THE MOST POPULAR RULE IN PHOTOGRAPHY
Rule of thirds - may have to use focus lock, or half hold down button to focus then reframe.
The starting point to composition is the rule ‘rule of thirds’. Imagine two vertical and two horizontal lines spaced evenly over your image. Try placing the point of interest on where two of these lines intersect rather than in the centre of your photo. Eyes, a cow in a field, horizon line, boat in a harbour, a person working at a desk in the office...
Take a look at the following images and where the focus has been placed.
But remember - rules are made to be broken. Sometimes the horizon will be better suited be high in the photograph - when there is a detailed reflection in water. Positioning someone in the centre of the photograph can be dramatic in the right circumstances. Go with your gut, as long as your are thinking about it.
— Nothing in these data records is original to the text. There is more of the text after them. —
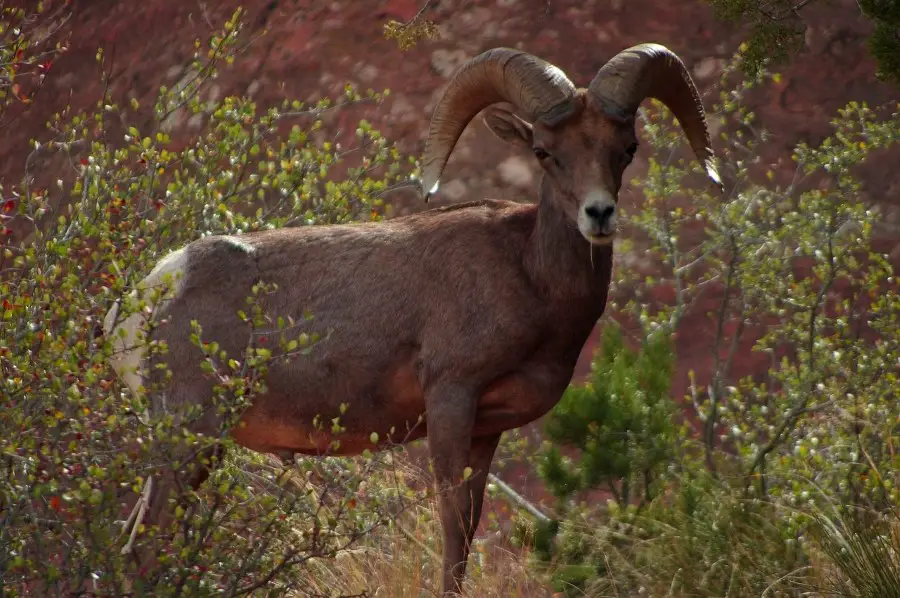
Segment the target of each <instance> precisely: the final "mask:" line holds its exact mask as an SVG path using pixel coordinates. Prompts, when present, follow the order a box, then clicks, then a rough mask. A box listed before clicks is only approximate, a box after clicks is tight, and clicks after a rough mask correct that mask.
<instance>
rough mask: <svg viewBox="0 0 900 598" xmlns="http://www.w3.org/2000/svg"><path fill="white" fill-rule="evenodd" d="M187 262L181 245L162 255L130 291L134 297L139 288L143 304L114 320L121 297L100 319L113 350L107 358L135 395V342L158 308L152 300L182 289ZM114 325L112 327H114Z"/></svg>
mask: <svg viewBox="0 0 900 598" xmlns="http://www.w3.org/2000/svg"><path fill="white" fill-rule="evenodd" d="M186 263H187V252H186V251H185V250H184V249H183V248H182V249H179V250H178V251H173V252H172V253H170V254H168V255H167V256H165V257H164V258H163V259H161V260H160V261H159V263H157V264H156V266H155V267H154V268H153V270H152V271H151V272H150V274H148V275H147V277H146V278H145V279H144V280H142V281H141V282H139V283H138V285H137V288H136V289H135V290H133V291H131V293H129V297H132V298H137V297H138V290H140V291H141V294H140V297H141V298H143V299H144V300H145V302H146V307H145V308H144V309H143V310H140V311H137V312H135V313H132V314H131V315H129V316H128V317H127V318H125V320H122V321H117V320H118V314H119V303H120V302H121V301H122V300H121V299H120V300H118V301H116V303H115V304H114V305H113V306H112V308H110V310H109V311H108V312H107V313H106V317H105V318H104V319H103V333H104V334H105V335H106V336H111V337H112V343H113V351H114V353H113V354H112V356H111V357H110V358H109V363H110V365H112V367H113V369H114V370H115V371H116V374H117V375H118V376H119V377H120V378H121V379H122V380H123V381H124V382H125V384H127V385H128V388H130V389H131V392H133V393H135V394H137V392H138V388H140V386H141V383H142V380H141V374H142V362H143V357H144V351H143V349H144V347H143V345H141V346H140V347H135V346H134V345H135V343H136V342H140V340H141V339H143V337H144V333H143V326H144V324H145V323H146V322H148V321H149V320H150V318H151V317H152V316H153V312H154V311H155V309H156V308H157V307H158V305H156V304H155V302H156V301H159V299H162V300H163V301H166V300H171V299H172V298H174V297H177V296H179V295H180V294H181V290H182V289H183V288H184V270H185V265H186ZM160 293H162V295H160ZM113 326H115V329H114V330H113V329H112V328H113ZM123 331H124V334H123Z"/></svg>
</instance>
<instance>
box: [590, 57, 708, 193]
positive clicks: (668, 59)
mask: <svg viewBox="0 0 900 598" xmlns="http://www.w3.org/2000/svg"><path fill="white" fill-rule="evenodd" d="M588 89H589V90H590V91H591V93H593V94H594V96H595V97H596V98H597V99H598V100H599V101H600V102H601V104H603V105H604V107H605V109H606V110H608V111H609V112H611V113H614V114H617V115H620V116H626V115H627V116H633V115H634V114H635V113H636V112H637V109H638V106H639V105H640V104H641V102H643V101H644V100H645V99H647V98H655V99H657V100H659V101H661V102H662V103H663V104H665V105H666V107H667V108H668V109H669V110H671V111H672V114H674V115H675V118H677V119H678V122H679V124H680V125H681V128H682V130H684V132H685V135H686V136H687V138H688V142H689V143H690V145H691V148H692V149H693V150H694V155H695V156H696V157H697V160H698V161H699V162H700V163H701V164H702V165H703V167H704V169H705V170H706V174H707V176H708V177H709V178H710V179H711V180H712V182H713V183H714V184H715V185H716V186H717V187H719V189H722V180H721V178H720V177H719V172H718V169H717V168H716V165H715V160H714V158H713V151H712V143H711V141H710V138H709V129H708V128H707V124H706V113H705V111H704V109H703V102H702V101H701V99H700V93H699V91H697V87H696V85H695V84H694V81H693V79H692V78H691V75H690V73H689V72H688V70H687V67H685V65H684V63H683V62H682V60H681V59H680V58H679V57H678V56H677V55H676V54H675V53H674V52H672V51H671V50H669V49H668V48H666V47H665V46H663V45H660V44H653V43H646V44H639V45H636V46H632V47H630V48H627V49H625V50H622V51H621V52H619V53H618V54H616V55H615V56H613V57H612V58H611V59H610V60H609V61H608V62H607V63H606V64H605V65H603V66H602V67H600V69H599V70H598V71H597V74H596V75H595V76H594V78H593V80H592V81H591V83H590V85H589V86H588Z"/></svg>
Composition allows you to capture a subject in a way that is pleasing to the eye. If done well, others will think so too.
There is no single and correct way of photographing a scene. Try different angles and compositions. Think about what you want to say when thinking about composition.
Do you want to give your subject a place?
Do you need to see anything surrounding your subject to tell the story?
Is it important to take it out of context?
Will the surrounds add to the story?
Composition is a direct result of decisions made to your point of interest
- choice of lens or zoom focal length
- camera viewpoint
Consider all of these variables before pressing the shutter.
Consider your point of interest.
What is it and why are you taking a photo of it?
Always focus on the point of interest. The sharpest part of the image will get the attention.
Aim to focus the point of interest away from ‘dead centre’ of the frame. This is where the ‘rule of thirds’ applies.
Look at what is around the subject/point of interest and make sure nothing overpowers it in colour, shape or size. Anything that will take the attention away from what you want.